Docter, 52, has engaged in stealth gardening in public places for more than three decades. He describes his work as performance art.

He went public about it for the first time last month after Metro formally threatened him with imprisonment if he watered, weeded or otherwise cared for the flowers he'd planted.

Metro said it was concerned that Docter could not safely negotiate the steep, cobblestoned inclines in which the Dupont Circle flower boxes are set. A Web petition defending him has attracted more than 3,600 signatures.

According to the official explanation Friday, Metro removed the flowers because it needs to repair the paver blocks on the embankment.

Spokeswoman Caroline Lukas said that work had been "scheduled prior to the unauthorized planting of flowers." When it's complete, she said, Metro will plan "a low-maintenance ground cover."

I'm skeptical. Such a need for repairs wasn't mentioned in my extended June interview with McBride and Metro spokesman Dan Stessel.

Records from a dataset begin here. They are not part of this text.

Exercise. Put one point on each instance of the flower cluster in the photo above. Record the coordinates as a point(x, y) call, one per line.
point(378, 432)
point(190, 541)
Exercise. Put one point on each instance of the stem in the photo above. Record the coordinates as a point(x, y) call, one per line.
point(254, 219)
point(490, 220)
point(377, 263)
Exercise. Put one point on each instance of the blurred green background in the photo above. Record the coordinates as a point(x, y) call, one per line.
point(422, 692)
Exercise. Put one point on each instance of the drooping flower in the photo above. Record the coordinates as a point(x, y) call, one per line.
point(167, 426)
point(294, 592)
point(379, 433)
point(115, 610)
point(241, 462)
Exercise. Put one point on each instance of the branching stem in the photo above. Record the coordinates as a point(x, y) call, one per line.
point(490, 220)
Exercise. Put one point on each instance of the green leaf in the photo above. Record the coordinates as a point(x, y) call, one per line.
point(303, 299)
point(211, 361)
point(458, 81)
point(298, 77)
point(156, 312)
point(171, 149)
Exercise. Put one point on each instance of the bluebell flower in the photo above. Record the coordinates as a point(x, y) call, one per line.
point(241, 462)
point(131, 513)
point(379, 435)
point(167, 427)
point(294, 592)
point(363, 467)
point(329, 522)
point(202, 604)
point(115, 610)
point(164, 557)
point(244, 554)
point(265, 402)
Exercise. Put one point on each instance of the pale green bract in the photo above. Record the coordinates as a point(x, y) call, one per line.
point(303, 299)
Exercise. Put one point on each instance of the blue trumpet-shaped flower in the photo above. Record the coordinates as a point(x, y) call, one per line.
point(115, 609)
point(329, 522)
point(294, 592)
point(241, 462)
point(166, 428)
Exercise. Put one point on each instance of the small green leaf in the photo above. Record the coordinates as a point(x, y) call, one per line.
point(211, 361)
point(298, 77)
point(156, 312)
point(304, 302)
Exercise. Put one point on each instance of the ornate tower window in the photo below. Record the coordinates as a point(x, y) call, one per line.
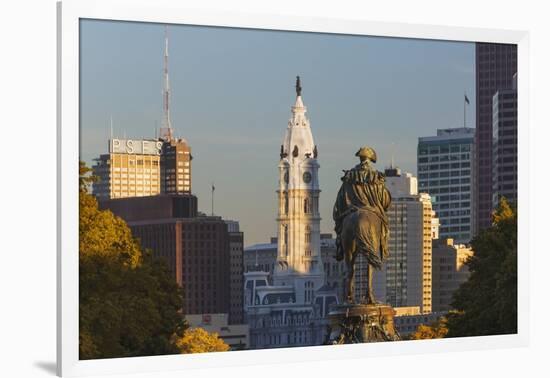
point(308, 234)
point(307, 206)
point(285, 239)
point(286, 203)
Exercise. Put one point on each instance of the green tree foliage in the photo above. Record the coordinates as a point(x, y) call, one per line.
point(129, 303)
point(487, 303)
point(436, 330)
point(197, 340)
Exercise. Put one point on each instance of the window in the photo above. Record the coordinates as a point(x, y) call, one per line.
point(307, 206)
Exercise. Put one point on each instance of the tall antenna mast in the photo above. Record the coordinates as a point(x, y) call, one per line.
point(166, 127)
point(111, 127)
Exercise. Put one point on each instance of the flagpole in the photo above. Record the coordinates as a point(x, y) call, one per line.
point(213, 199)
point(464, 109)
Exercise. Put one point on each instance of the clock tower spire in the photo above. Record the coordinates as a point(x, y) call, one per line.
point(298, 219)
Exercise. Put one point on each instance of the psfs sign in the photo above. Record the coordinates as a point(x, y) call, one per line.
point(139, 147)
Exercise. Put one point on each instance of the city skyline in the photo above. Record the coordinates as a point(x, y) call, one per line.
point(236, 112)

I asked Lukas why we were suddenly hearing about the repair plan now. She said she assumed McBride and Stessel were coming at the issue from the perspective of McBride's art outreach efforts, whereas the maintenance office was handling the repair and replanting project.

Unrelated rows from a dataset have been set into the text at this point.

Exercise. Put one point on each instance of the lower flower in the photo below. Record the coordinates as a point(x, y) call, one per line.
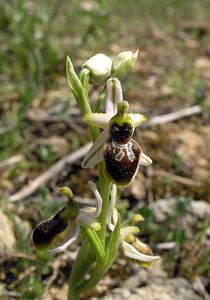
point(65, 224)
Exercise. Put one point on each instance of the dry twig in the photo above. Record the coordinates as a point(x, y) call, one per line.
point(32, 186)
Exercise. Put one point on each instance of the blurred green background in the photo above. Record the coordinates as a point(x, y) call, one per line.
point(172, 72)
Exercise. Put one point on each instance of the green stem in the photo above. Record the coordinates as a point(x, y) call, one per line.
point(104, 186)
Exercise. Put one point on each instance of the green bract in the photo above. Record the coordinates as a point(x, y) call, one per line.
point(124, 63)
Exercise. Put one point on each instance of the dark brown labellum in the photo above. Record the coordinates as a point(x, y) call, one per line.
point(46, 231)
point(121, 161)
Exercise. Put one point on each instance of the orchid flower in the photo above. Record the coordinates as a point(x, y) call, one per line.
point(132, 247)
point(68, 220)
point(118, 128)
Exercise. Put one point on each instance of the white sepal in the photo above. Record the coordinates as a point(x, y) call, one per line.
point(137, 119)
point(133, 253)
point(125, 231)
point(98, 119)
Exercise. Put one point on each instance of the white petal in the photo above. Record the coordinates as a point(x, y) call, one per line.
point(95, 153)
point(98, 119)
point(112, 216)
point(73, 234)
point(114, 95)
point(137, 119)
point(85, 219)
point(145, 160)
point(131, 252)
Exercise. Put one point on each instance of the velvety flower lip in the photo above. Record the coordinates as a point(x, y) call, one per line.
point(86, 217)
point(113, 98)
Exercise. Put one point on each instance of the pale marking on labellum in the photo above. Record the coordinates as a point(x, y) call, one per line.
point(127, 150)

At best, that sounds like one part of the bureaucracy doesn't know what another part is up to.

Lukas also said the flowers were removed after they had wilted. Docter said that was impossible to believe, given our recent weather.

"Rain would make them not wilt, and all we've had is rain," he said.

More than two inches of rain were recorded at Reagan National Airport in the 48 hours preceding last Sunday, the day Metro said it removed the flowers. Total rainfall this June was more than double the monthly average.

Despite what he called Metro's double talk, the Phantom Planter was philosophical about his setback.

"The fact is, not all performance pieces end in comedy," Docter said. "The flowers have been uprooted, but the memory of the gift remains in our brain, and that's something that no bureaucrat .?.?. can ever take away."

Jim Johnson

Emergency Management of biological infestation of agriculture causes Infrastructure security gang terrorism mudslide.